Obesity is the second leading cause of preventable deaths, and for many, this weight gain starts during college. But there are many things you can do to prevent added fat.

Obesity is a disease that affects at least 39 million Americans and is responsible for at least 300,000 deaths in our country each year.

Students are often warned of the ‘freshmen fifteen’ when they go to college. But, this is not the same thing as obesity, although it may be a starting place.

“Being overweight is not the same as being obese,” college nurse Michelle Cross said.

Obesity is classified as being 25 percent over your ideal body weight or having a body mass index of 27 or greater.

Cross said there are many possible reasons for weight gain in college, most of which have to do with a change in eating and drinking patterns.

Cross attributed limited dining hall hours, late-night snacking, binge eating, social activities centered on food and drink (especially alcohol) and a possible decrease in physical activity to all be possible reasons for added pounds.

Cross advises against doing any of these activities in excess. “Alcohol and sugars are empty calories, with little or no nutritional value,” Cross said.

Besides being unsightly, there are also tons of health risks involved in adding weight. Obese people are at a higher risk for many different cancers, including breast and renal cell cancer. Arthritis and other pain also become prevalent, according to the American Obesity Association.

Pat Singer, assistant professor of biology, has taught a nutrition class on campus, and agrees with Cross that the tendency to become fat is fostered by our American lifestyle: lack of physical activity combined with the abundance of tasty, high-fat food.

Singer has three tips for avoiding the clutches of obesity.

1. Stay active.

2. Do not eat while studying, and if you do, choose healthy snacks rather than chips or sweets.

3. Do not drink sugar heavy sodas; do drink tea or water.

Although prevention is best, Singer says it is possible to lose those extra pounds in a healthy way, but it must be done slowly.

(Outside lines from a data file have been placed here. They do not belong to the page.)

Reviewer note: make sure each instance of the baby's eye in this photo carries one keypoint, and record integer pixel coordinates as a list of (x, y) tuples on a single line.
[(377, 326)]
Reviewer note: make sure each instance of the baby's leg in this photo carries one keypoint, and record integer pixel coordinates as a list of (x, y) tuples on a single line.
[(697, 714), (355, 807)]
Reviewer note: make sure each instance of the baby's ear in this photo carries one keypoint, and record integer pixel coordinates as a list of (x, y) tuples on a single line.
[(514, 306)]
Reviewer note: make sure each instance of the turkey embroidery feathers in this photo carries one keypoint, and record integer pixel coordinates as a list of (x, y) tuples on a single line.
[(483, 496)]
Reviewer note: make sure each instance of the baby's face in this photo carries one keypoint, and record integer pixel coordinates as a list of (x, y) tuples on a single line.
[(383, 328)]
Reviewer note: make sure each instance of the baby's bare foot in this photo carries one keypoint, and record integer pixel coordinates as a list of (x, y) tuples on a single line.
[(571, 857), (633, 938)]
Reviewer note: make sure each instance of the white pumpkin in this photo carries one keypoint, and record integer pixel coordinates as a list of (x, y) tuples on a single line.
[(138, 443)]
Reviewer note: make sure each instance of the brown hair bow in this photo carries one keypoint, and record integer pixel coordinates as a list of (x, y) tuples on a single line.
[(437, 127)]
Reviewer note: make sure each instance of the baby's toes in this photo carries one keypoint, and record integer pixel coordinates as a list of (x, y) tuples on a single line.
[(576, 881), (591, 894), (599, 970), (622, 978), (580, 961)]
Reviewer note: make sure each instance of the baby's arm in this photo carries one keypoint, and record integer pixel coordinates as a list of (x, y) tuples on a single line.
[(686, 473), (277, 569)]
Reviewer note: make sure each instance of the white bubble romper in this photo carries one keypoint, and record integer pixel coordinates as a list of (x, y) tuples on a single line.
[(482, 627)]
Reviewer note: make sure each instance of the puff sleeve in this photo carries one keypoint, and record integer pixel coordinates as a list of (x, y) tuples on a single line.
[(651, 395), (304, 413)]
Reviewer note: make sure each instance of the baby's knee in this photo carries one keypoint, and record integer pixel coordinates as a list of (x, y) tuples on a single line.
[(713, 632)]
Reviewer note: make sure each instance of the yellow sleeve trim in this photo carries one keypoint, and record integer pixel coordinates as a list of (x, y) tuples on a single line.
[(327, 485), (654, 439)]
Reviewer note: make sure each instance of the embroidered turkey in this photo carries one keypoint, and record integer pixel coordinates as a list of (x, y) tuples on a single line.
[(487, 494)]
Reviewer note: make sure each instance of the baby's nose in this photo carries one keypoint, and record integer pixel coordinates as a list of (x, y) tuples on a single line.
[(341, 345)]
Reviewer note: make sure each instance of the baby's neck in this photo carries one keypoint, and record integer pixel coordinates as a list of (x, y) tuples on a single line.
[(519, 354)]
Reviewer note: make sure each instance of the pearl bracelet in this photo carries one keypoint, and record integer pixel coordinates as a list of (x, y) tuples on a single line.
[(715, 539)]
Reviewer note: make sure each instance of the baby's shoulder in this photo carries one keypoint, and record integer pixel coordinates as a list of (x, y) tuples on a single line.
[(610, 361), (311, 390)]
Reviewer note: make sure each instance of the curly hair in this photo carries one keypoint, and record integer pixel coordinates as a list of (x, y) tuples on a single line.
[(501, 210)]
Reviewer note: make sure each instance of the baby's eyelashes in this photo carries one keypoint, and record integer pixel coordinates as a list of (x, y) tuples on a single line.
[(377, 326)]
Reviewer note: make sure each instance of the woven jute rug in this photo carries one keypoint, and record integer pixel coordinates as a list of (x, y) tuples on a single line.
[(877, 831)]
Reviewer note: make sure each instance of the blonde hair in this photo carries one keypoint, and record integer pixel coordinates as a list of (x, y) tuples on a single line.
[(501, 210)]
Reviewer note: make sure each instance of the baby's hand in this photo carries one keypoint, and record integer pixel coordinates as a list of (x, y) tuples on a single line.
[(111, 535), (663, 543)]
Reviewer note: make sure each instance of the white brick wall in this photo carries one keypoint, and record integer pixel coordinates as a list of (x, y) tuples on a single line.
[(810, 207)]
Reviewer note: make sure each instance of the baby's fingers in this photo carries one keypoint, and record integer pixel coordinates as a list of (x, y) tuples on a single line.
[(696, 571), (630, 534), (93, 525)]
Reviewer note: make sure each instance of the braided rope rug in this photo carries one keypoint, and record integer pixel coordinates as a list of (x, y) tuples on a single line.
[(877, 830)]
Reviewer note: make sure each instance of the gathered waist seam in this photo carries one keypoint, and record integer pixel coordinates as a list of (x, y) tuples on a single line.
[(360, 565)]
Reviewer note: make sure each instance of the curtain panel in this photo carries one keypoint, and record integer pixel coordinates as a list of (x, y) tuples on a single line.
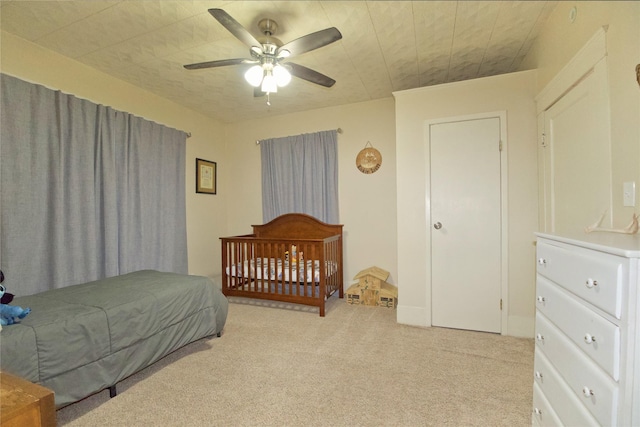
[(86, 191), (300, 174)]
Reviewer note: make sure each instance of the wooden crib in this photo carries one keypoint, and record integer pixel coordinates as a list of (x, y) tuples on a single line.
[(294, 258)]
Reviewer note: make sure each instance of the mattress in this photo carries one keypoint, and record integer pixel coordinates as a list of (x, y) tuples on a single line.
[(81, 339)]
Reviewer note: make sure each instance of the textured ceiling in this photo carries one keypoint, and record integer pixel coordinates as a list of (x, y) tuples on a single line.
[(386, 46)]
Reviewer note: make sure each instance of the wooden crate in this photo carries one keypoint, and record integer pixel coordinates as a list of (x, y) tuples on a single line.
[(23, 403), (372, 289)]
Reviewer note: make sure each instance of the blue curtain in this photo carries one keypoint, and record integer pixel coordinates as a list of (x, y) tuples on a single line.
[(86, 192), (300, 174)]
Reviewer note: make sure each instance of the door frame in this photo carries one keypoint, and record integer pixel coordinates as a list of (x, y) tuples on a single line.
[(504, 205)]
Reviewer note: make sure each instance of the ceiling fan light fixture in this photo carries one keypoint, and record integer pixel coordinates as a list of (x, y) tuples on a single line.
[(269, 84), (283, 53), (254, 75), (282, 75)]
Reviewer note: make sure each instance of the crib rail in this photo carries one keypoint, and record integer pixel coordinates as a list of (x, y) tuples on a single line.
[(299, 271)]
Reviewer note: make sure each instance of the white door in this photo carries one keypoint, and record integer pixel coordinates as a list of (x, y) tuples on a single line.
[(577, 157), (466, 224)]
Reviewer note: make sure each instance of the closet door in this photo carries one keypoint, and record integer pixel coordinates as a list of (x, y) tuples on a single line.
[(577, 156), (466, 224)]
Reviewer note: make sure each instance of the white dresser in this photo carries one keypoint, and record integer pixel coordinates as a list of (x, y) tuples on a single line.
[(586, 367)]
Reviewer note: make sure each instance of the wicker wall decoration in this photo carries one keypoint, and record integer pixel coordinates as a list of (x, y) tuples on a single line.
[(369, 159)]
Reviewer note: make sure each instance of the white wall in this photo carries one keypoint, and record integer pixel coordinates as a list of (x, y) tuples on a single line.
[(206, 214), (367, 202), (513, 93)]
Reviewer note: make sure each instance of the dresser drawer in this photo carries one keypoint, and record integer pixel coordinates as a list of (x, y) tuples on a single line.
[(595, 335), (596, 277), (543, 413), (549, 386), (593, 387)]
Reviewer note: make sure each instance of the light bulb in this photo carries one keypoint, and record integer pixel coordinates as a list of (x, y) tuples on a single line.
[(254, 75), (269, 83), (282, 75)]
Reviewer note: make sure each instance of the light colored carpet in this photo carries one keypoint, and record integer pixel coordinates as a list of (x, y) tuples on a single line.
[(277, 366)]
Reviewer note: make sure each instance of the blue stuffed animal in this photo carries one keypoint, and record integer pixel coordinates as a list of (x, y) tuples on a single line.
[(8, 313)]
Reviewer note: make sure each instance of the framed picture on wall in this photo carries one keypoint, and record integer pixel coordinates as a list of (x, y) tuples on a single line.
[(206, 176)]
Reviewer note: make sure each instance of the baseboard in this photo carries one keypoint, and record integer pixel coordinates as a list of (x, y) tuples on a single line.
[(414, 316)]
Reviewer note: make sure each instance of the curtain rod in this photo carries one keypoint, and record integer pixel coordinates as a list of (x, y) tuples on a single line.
[(339, 130)]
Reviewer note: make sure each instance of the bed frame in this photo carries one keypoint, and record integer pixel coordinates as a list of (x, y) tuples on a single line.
[(317, 243)]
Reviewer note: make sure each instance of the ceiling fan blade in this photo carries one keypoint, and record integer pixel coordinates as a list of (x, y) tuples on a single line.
[(312, 41), (220, 63), (310, 75), (234, 27)]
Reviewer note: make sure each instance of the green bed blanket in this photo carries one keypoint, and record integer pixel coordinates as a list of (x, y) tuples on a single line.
[(81, 339)]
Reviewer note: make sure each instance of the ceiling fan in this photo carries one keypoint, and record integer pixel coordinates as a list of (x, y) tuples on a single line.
[(268, 54)]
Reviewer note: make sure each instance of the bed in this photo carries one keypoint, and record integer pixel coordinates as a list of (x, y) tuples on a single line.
[(295, 258), (82, 339)]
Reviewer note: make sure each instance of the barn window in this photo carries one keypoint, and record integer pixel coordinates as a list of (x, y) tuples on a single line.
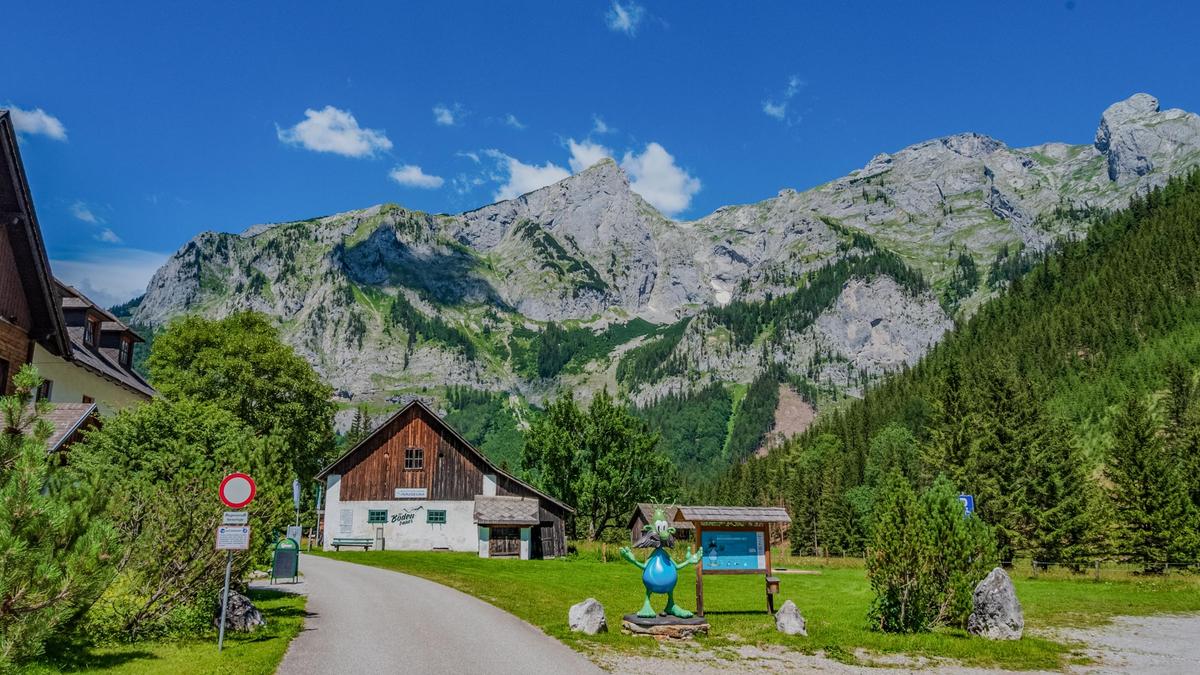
[(126, 352), (414, 459)]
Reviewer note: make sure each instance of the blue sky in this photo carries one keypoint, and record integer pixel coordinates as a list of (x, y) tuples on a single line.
[(151, 121)]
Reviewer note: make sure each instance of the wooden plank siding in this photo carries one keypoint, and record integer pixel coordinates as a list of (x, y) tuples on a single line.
[(451, 471)]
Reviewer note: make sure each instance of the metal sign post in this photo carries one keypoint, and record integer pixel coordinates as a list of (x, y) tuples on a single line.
[(317, 526), (225, 601), (237, 490), (295, 497)]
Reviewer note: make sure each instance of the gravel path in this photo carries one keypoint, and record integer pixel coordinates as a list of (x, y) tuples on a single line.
[(367, 620), (1165, 644), (1144, 645)]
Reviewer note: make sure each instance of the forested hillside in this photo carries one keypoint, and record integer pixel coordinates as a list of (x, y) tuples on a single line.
[(1068, 406)]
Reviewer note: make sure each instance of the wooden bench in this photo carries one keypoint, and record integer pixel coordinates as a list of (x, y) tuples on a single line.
[(363, 542), (772, 591)]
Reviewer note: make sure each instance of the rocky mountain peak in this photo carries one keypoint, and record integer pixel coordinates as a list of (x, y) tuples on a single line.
[(1120, 114), (1135, 136)]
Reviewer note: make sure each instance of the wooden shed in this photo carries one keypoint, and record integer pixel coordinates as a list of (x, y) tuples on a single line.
[(414, 483)]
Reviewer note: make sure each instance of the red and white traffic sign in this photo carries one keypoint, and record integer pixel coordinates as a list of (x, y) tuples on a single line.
[(237, 490)]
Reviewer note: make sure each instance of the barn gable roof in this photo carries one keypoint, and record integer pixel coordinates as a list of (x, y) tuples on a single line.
[(505, 511), (420, 405)]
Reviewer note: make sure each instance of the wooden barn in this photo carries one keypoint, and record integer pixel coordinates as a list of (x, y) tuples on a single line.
[(417, 484)]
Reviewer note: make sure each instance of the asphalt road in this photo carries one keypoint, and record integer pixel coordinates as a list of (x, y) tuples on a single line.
[(367, 620)]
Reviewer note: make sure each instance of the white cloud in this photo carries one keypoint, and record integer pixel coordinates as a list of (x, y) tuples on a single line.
[(463, 184), (778, 109), (331, 130), (107, 236), (37, 121), (624, 18), (447, 115), (659, 180), (412, 175), (109, 276), (793, 87), (521, 178), (82, 211), (585, 154)]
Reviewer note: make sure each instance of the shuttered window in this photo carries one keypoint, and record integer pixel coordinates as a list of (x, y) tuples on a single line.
[(414, 459)]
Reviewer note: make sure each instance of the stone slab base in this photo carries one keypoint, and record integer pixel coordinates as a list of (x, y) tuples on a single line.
[(664, 626)]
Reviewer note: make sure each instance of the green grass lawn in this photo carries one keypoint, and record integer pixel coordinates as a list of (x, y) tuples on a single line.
[(834, 602), (253, 653)]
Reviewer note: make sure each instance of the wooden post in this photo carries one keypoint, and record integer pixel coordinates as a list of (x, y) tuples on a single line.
[(766, 542), (700, 573)]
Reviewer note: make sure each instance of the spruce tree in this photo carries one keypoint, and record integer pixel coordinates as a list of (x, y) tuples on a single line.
[(55, 553), (1156, 520)]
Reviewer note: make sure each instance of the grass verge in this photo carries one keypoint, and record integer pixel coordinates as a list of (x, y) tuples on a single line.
[(256, 653), (834, 601)]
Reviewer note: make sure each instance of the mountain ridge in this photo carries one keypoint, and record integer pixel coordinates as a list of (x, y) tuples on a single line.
[(387, 300)]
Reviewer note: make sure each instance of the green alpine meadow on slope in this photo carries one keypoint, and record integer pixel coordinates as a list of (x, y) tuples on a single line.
[(834, 602)]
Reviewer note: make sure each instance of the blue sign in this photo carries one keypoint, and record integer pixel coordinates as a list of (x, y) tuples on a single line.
[(733, 550)]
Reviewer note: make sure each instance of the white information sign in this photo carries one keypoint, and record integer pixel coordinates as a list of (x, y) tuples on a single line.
[(235, 518), (233, 537)]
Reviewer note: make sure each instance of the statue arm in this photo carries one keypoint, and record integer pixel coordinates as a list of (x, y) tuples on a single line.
[(625, 553), (693, 559)]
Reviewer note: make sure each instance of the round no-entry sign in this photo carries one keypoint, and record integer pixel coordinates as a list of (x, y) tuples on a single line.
[(237, 490)]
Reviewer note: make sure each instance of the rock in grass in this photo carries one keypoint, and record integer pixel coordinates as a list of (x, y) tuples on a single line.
[(241, 615), (588, 617), (789, 620), (997, 613)]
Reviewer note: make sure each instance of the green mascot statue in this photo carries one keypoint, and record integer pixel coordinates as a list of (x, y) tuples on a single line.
[(659, 572)]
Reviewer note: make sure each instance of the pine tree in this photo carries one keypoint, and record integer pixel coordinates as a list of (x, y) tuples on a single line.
[(1061, 497), (55, 553), (1156, 519)]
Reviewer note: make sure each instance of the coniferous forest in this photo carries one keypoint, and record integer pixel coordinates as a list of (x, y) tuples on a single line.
[(1069, 407)]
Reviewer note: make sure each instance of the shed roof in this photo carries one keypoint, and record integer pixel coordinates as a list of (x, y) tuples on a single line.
[(505, 511), (647, 512), (733, 514), (65, 419), (19, 220)]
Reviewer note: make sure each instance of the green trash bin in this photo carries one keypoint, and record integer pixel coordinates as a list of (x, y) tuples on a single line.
[(286, 560)]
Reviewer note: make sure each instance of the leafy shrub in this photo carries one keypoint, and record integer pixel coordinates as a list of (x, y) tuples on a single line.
[(163, 463), (925, 557)]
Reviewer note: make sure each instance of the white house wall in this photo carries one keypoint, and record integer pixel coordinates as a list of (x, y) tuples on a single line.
[(71, 383), (407, 527)]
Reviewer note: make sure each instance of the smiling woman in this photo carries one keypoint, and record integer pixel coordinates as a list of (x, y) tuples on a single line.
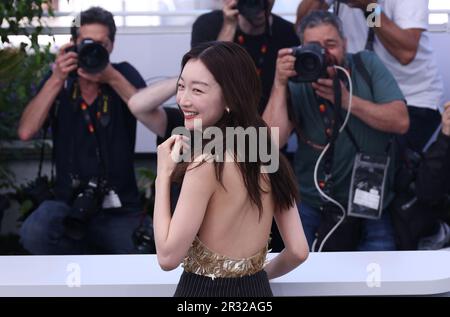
[(221, 225)]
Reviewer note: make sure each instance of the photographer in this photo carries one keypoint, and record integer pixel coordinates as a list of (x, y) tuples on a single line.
[(377, 111), (96, 207), (402, 43), (252, 25)]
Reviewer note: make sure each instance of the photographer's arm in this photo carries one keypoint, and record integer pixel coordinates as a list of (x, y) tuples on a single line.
[(402, 43), (146, 104), (37, 110), (388, 117), (276, 113), (295, 251)]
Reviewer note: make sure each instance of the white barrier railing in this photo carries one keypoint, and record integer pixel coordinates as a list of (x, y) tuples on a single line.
[(323, 274)]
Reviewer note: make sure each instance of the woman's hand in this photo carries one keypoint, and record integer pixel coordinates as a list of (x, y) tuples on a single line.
[(170, 153)]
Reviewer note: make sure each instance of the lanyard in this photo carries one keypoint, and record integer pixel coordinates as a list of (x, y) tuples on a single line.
[(93, 124)]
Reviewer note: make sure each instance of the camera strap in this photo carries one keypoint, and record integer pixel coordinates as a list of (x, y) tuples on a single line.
[(93, 125)]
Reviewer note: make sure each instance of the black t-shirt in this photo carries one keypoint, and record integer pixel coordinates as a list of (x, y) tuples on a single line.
[(207, 28), (75, 148)]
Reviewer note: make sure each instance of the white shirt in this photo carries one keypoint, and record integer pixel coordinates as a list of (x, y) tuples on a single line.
[(420, 81)]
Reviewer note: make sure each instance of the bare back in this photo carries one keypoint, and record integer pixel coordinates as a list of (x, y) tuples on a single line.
[(231, 225)]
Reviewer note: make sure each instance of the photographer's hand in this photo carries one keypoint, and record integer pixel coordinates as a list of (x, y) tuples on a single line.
[(230, 21), (324, 88), (361, 4), (64, 63), (446, 120), (285, 67), (169, 154)]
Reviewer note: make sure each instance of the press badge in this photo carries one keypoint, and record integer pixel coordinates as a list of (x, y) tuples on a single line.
[(111, 200), (367, 186)]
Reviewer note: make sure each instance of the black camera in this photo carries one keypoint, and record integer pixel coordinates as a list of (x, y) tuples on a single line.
[(311, 62), (250, 9), (92, 56), (84, 207)]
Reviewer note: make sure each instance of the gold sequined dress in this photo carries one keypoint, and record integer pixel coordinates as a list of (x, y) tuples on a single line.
[(207, 273)]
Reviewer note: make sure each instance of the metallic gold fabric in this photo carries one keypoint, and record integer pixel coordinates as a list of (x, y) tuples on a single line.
[(202, 261)]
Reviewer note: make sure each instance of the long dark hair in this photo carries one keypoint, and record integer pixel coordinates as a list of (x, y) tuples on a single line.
[(235, 72)]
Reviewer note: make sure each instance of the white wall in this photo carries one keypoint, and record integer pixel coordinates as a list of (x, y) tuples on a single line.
[(160, 55)]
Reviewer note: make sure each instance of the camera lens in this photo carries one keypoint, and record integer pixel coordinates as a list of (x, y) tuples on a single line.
[(93, 57), (310, 63)]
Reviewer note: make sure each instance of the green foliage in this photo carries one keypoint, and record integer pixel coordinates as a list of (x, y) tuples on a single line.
[(21, 68)]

“I would guess that most people would want to lose fat, not weight,” Singer said. “You must eat according to the food guide pyramid in moderate amounts.”

Both Singer and Cross advise against radical diets and weight-loss supplements.

“None of the fad diets are good for you,” Cross said. “They don’t give you enough nutrients overall, and not eating backfires because your body’s metabolic rate drops significantly.”

Singer says diet drugs should signal red flags for consumers. She says it is not rational to expect to lose five to ten pounds in a week.

In addition to examining what we eat, obesity may also be treated by looking at the patient’s emotional and mental processes. Treatment of obesity includes a number of treatments, such as dietary therapy, physical activity, behavior therapy, drug therapy, combined therapy and surgery.